[0001] La présente invention se rapporte à un matériau composite céramo-métallique à base
d'oxyde d'aluminium et à un procédé pour la fabrication de ce matériau.
[0002] L'oxyde d'aluminium présente les caractéristiques d'une excellente résistance à l'usure.
Ce matériau est utilisé dans les outils de coupe pour métaux ou pour surfaces résistantes
à l'usure. L'oxyde d'aluminium sous la forme de revêtement sur des outils en carbure
conventionnels est formé par déposition en phase vapeur ou par sputtering. On sait
que les propriétés mécaniques de l'oxyde d'aluminium peuvent être améliorées en formant
des solutions solides avec d'autres oxydes tel que l'oxyde de chrome, ou en formant
des compositions multiphasées avec d'autres oxydes tel que celui de zirconium.
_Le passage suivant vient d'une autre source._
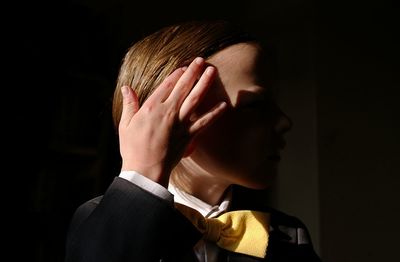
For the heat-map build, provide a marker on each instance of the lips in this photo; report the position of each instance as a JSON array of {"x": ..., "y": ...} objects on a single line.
[{"x": 276, "y": 158}]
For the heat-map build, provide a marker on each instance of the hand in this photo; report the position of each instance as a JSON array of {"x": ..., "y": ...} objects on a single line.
[{"x": 154, "y": 138}]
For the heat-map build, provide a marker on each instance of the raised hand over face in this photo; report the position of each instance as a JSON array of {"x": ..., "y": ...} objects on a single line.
[{"x": 154, "y": 137}]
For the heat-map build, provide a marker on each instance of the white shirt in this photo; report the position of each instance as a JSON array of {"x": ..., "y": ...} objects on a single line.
[{"x": 205, "y": 251}]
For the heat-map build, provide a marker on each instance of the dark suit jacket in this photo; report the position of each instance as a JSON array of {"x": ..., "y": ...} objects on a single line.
[{"x": 131, "y": 224}]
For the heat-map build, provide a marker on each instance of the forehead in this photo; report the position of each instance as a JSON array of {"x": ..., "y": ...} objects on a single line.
[{"x": 241, "y": 67}]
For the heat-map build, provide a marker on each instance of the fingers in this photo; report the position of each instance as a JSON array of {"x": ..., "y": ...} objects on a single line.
[
  {"x": 163, "y": 91},
  {"x": 206, "y": 119},
  {"x": 196, "y": 95},
  {"x": 130, "y": 104},
  {"x": 186, "y": 82}
]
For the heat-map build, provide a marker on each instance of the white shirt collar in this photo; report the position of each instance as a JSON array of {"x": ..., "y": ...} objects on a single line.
[{"x": 204, "y": 208}]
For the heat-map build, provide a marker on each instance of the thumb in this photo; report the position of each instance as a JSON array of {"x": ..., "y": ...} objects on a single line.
[{"x": 130, "y": 104}]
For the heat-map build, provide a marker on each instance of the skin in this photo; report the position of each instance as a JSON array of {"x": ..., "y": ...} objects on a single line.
[{"x": 179, "y": 121}]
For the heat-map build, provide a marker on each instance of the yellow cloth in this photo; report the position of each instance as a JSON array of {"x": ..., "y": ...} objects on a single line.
[{"x": 243, "y": 231}]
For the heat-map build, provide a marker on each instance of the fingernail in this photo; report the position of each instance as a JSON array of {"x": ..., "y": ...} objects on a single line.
[
  {"x": 199, "y": 60},
  {"x": 124, "y": 91}
]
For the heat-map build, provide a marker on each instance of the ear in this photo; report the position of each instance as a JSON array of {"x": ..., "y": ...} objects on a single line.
[{"x": 190, "y": 148}]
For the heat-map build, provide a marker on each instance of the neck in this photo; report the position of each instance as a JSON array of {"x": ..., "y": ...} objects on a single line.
[{"x": 199, "y": 183}]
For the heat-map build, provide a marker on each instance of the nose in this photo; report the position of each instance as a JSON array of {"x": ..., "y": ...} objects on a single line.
[{"x": 283, "y": 123}]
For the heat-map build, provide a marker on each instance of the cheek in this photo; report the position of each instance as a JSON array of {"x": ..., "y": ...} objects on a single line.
[{"x": 234, "y": 142}]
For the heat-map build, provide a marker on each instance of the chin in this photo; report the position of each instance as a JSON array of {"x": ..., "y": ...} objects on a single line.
[{"x": 259, "y": 181}]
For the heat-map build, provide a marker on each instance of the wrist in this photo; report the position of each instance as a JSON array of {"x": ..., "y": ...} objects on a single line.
[{"x": 155, "y": 173}]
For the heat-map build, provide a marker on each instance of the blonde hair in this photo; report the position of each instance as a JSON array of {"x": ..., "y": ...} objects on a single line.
[{"x": 149, "y": 61}]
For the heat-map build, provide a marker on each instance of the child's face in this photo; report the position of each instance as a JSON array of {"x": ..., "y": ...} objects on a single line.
[{"x": 243, "y": 146}]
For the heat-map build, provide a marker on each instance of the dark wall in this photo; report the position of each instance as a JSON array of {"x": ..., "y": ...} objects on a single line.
[{"x": 358, "y": 126}]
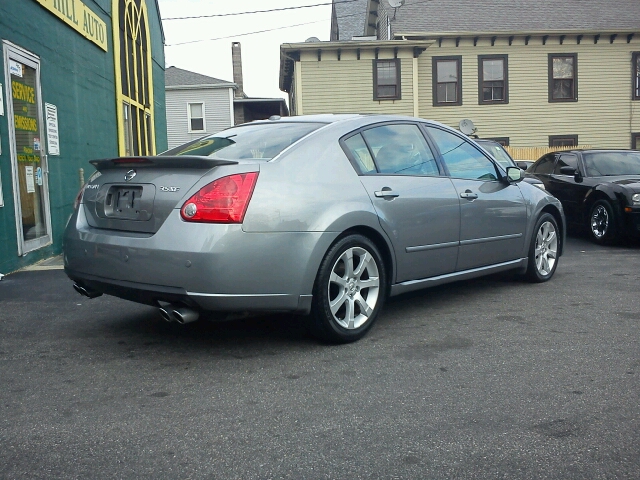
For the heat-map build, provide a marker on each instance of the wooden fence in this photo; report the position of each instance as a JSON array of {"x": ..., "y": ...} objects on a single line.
[{"x": 534, "y": 153}]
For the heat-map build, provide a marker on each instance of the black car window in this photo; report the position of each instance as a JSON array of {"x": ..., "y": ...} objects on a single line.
[
  {"x": 462, "y": 158},
  {"x": 400, "y": 149},
  {"x": 566, "y": 160},
  {"x": 599, "y": 164},
  {"x": 544, "y": 165}
]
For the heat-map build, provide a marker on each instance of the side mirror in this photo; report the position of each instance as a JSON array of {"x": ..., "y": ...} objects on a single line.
[{"x": 514, "y": 174}]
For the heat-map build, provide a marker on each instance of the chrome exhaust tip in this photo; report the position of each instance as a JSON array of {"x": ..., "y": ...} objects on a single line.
[
  {"x": 165, "y": 313},
  {"x": 184, "y": 314},
  {"x": 85, "y": 291}
]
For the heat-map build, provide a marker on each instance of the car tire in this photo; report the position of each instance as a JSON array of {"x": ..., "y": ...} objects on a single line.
[
  {"x": 601, "y": 224},
  {"x": 349, "y": 291},
  {"x": 543, "y": 251}
]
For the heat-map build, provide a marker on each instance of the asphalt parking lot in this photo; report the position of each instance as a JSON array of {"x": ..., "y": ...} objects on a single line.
[{"x": 490, "y": 378}]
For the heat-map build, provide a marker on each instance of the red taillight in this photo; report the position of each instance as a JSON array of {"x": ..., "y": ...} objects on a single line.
[{"x": 223, "y": 201}]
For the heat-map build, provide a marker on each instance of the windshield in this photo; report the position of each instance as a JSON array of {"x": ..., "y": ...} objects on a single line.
[
  {"x": 599, "y": 164},
  {"x": 263, "y": 141},
  {"x": 498, "y": 152}
]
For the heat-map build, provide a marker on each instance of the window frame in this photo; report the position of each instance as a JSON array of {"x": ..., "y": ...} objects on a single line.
[
  {"x": 550, "y": 79},
  {"x": 398, "y": 95},
  {"x": 635, "y": 76},
  {"x": 555, "y": 138},
  {"x": 505, "y": 80},
  {"x": 434, "y": 75},
  {"x": 189, "y": 118}
]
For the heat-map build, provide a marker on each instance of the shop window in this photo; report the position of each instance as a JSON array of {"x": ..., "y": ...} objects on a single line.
[
  {"x": 134, "y": 79},
  {"x": 563, "y": 140},
  {"x": 635, "y": 75},
  {"x": 386, "y": 79},
  {"x": 447, "y": 81},
  {"x": 492, "y": 79},
  {"x": 563, "y": 77}
]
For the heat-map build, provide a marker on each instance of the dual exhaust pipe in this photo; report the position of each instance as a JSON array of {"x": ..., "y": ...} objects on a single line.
[
  {"x": 172, "y": 312},
  {"x": 175, "y": 312}
]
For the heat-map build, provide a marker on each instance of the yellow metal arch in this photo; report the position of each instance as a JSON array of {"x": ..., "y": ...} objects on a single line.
[{"x": 132, "y": 57}]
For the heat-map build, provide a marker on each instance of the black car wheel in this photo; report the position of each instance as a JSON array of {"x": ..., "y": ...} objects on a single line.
[
  {"x": 543, "y": 251},
  {"x": 349, "y": 291},
  {"x": 601, "y": 222}
]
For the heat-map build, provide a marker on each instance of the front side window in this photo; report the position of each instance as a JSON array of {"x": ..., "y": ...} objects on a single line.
[
  {"x": 400, "y": 150},
  {"x": 563, "y": 77},
  {"x": 461, "y": 158},
  {"x": 196, "y": 117},
  {"x": 492, "y": 79},
  {"x": 447, "y": 86},
  {"x": 386, "y": 79},
  {"x": 545, "y": 164},
  {"x": 635, "y": 75}
]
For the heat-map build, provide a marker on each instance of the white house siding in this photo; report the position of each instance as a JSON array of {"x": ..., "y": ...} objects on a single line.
[
  {"x": 217, "y": 110},
  {"x": 346, "y": 85},
  {"x": 604, "y": 115}
]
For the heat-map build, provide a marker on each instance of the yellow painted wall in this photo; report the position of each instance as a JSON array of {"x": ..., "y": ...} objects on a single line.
[{"x": 604, "y": 115}]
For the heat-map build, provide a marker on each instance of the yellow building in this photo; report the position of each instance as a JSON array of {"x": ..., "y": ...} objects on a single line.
[{"x": 528, "y": 74}]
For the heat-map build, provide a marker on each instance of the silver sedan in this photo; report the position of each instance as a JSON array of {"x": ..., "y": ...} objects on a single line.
[{"x": 323, "y": 215}]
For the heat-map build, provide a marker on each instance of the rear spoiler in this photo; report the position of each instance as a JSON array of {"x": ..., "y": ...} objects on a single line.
[{"x": 161, "y": 161}]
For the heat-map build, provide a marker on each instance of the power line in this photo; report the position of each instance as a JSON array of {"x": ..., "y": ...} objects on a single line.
[{"x": 257, "y": 11}]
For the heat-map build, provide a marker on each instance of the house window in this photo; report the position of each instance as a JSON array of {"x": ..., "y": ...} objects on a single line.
[
  {"x": 563, "y": 77},
  {"x": 492, "y": 79},
  {"x": 447, "y": 86},
  {"x": 386, "y": 79},
  {"x": 635, "y": 78},
  {"x": 563, "y": 140},
  {"x": 196, "y": 117}
]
En
outre, il est connu de former des outils de coupe par frittage ou par un procédé de
pressage à chaud. Des compositions d'oxyde d'aluminium peuvent également comprendre
des additifs de fixation des joints de grains, tels que de l'oxyde de magnésium, de
l'oxyde de titane ou du carbure de titane. Les outils en oxyde d'aluminium sont trop
fragiles pour la plupart des opérations de coupe d'acier, et leur usage est limité
à des coupes de finition, à cause de leur manque de ductilité conduisant à une incapacité
de résister à des charges ou vibrations même moyennes entre l'outil et la pièce usinée
sans risque de rupture. Des essais ont été effectués pour produire des matériaux céramo-métalliques
à base d'oxyde d'aluminium pour des outils de coupe, jusqu'à présent avec très peu
de succès, ceci à cause de la difficulté de lier l'oxyde d'aluminium à des métaux.
Ainsi, les tentatives préalables pour augmenter de manière significative la résistance
à la rupture de matériaux composites n'ont pas réussies.
[0003] Les mélanges pressés à chaud d'oxyde d'aluminium et de carbure de titane, ainsi que
d'oxyde d'aluminium et de whiskers de carbure de silicium, constituent les céramiques
disponibles à base d'oxyde les plus solides.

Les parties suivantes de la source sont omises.